[Twisted-web] Performance of twisted web with Quixote [was
Performance of twisted web with HTTP/1.1 vs. HTTP/1.0]
Jason E. Sibre
jsibre at sibre.org
Wed Apr 14 21:37:19 MDT 2004
Hi folks,
I previously wrote to this list about a performance problem I was having
with Twisted, Quixote, and (I thought) HTTP/1.1, which I erroneously thought
was a problem in Twisted's ability to deal with HTTP/1.1...
I've since spent lots of time digging, and first figured out that the
problem wasn't really in Twisted (and it really didn't have anything to do
with HTTP/1.1, though persistent connections did contribute. More
accurately, the lack of persistent connections would mask the problem.), and
then eventually figured out what the problem REALLY was.
It was an odd little thing that had to do with Linux, Windows, network
stacks, slow ACKs, and sending more packets than were needed. Well, I don't
want to go into much more detail, because your time is valuable.
First, for those that haven't heard of it, Quixote is a python based web
publishing framework that doesn't include a web server. Instead, it can be
published through a number of mechanisms: CGI, FastCGI, SCGI, or
mod_python, plus it has interfaces for Twisted and Medusa. I think I may be
missing one, but I'm not sure. It's home page is at
http://www.mems-exchange.org/software/quixote/
We (the quixote-users folks) seem to have a lack of expertise in Twisted :)
The interface between twisted and quixote: A twisted request object is used
to create a quixote request object, quixote is called to publish the
request, and then the output of quixote is wrapped into a producer which
twisted then finishes handling. Actually, that's how it has been for quite
some time, except for the producer bit. My modifications revolved around
creating the producer class that (I think/hope) works well in the Twisted
framework, and let's twisted publish it when it's ready (i.e., in it's event
loop). Formerly, quixote's output was just pushed out through the twisted
request object's write() method. Which could cause REALLY bad performance;
the bug I was chasing. In many cases it did just fine, however. This was
also just a generally bad idea, because, for instance, publishing a large
file could consume large amounts of RAM until it was done being pushed over
the wire.
It's also worth mentioning that a quixote Stream object (noticable in the
source) is a producer, but it uses the iterator protocol instead of .more()
or resumeProducing().
I'm hoping that someone can take a look at the finished product (just the
interface module) and say something like, "you're nuts! you're doing this
all wrong!", or "yeah, this looks like the right general idea, except maybe
this bit here...".
Also, if anyone can share a brief one-liner or two about whether or not I
should leave in the hooks for pb and threadable, I'd appreciate it (quixote
is almost always run single threaded... Maybe just always...). I also
changed the demo/test code at the bottom of the module from using the
Application object to using the reactor. I'd appreciate any feedback on
that and the SSL code (it's also new...) as well.

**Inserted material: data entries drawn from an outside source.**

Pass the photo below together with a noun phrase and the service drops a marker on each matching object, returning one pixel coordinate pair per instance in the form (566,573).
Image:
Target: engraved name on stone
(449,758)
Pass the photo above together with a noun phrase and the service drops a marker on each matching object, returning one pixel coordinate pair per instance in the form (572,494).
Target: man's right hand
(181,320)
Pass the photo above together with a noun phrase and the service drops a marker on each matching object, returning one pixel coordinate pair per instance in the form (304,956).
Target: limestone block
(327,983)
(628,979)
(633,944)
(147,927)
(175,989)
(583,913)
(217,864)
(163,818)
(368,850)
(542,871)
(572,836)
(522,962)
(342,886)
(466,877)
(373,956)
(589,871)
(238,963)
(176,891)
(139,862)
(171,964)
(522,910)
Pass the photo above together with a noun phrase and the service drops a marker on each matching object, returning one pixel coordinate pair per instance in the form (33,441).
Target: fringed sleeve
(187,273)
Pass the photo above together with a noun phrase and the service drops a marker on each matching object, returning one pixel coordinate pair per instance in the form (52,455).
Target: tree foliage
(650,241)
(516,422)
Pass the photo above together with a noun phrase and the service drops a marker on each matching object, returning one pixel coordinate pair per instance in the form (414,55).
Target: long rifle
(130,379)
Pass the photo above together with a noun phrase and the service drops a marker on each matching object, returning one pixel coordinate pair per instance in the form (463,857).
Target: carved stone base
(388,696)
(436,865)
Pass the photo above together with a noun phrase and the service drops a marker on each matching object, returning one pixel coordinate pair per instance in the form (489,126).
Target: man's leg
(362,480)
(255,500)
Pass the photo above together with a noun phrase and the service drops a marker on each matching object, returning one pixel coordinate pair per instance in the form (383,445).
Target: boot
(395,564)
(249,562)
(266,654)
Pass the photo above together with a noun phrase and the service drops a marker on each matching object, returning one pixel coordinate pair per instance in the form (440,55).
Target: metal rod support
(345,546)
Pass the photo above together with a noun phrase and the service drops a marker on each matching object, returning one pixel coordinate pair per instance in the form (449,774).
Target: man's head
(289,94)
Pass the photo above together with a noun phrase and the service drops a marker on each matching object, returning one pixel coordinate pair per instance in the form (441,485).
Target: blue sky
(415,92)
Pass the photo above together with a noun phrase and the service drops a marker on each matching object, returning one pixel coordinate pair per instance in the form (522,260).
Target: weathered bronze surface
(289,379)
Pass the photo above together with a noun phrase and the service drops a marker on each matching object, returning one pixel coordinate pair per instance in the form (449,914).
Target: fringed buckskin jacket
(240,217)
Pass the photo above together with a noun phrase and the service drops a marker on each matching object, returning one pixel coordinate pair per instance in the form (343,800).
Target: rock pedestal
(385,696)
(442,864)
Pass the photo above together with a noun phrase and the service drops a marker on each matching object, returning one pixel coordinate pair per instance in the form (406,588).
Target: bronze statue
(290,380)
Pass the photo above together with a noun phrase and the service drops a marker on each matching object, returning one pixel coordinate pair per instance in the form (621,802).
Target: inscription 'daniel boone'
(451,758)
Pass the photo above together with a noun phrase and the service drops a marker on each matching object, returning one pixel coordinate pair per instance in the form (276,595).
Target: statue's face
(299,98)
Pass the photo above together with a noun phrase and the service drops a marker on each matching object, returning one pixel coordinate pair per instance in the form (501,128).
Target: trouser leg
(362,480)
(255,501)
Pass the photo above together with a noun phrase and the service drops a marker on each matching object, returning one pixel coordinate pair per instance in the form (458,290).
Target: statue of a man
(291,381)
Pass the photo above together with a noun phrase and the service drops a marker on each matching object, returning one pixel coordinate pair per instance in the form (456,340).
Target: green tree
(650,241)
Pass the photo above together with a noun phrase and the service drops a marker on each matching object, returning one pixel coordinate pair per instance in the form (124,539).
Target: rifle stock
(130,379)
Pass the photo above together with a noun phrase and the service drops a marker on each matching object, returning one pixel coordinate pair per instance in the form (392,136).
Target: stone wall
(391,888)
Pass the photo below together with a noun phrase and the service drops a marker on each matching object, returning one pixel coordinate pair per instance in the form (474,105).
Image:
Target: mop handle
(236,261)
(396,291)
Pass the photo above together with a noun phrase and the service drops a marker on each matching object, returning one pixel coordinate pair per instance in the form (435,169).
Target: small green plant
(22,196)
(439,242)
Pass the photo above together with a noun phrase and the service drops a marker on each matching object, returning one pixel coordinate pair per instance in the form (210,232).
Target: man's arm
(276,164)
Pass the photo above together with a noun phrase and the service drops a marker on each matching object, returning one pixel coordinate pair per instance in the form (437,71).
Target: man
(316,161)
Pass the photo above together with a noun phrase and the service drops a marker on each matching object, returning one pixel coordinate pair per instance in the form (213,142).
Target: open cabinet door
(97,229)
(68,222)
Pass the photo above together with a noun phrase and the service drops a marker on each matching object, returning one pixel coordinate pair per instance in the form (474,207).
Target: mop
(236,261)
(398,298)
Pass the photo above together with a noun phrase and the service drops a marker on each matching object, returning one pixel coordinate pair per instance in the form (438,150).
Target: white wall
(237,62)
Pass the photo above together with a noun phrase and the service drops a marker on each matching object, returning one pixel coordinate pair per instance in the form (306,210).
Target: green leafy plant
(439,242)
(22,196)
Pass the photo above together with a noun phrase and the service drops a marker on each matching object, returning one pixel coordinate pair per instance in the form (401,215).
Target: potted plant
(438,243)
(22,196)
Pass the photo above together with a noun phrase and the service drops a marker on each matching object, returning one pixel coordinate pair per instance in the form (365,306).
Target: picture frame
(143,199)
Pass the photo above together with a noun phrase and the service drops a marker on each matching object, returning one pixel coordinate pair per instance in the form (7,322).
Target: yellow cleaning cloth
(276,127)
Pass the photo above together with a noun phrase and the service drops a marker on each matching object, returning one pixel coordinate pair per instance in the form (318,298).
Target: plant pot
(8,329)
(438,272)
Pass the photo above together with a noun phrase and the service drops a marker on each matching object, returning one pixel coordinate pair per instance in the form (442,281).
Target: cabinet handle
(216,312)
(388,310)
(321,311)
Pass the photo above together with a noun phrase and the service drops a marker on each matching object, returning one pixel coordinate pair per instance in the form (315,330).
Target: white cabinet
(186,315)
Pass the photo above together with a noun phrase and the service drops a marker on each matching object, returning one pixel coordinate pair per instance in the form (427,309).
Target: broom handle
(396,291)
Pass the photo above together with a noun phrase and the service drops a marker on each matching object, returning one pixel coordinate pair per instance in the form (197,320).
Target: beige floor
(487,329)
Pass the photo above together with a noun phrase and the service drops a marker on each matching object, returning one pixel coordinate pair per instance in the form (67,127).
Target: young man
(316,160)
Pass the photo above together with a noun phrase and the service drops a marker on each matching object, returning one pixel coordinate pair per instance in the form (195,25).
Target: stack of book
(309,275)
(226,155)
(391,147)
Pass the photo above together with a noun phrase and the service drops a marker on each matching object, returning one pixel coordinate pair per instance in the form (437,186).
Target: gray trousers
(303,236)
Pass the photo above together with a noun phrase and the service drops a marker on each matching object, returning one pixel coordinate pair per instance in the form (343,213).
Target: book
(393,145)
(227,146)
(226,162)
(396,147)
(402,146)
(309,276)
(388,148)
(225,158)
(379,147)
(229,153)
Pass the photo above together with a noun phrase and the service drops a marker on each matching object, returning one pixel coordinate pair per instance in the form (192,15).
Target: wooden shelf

If anyone should want to actually run this, it'll work with Quixote-1.0b1,
and the previous 'stable' (I say that because it was the latest version for
several months...) version 0.7a3. I wrote the interface against twisted
1.2.0, but I think it'll work with older versions. I just don't know how
old. Oh, and if you wanna drop it in a quixote install, it lives as
quixote.server.twisted_http
Thanks in advance for any help,
Jason Sibre
-------------- next part --------------
#!/usr/bin/env python
"""
twist -- Demo of an HTTP server built on top of Twisted Python.
"""
__revision__ = "$Id: medusa_http.py 21221 2003-03-20 16:02:41Z akuchlin $"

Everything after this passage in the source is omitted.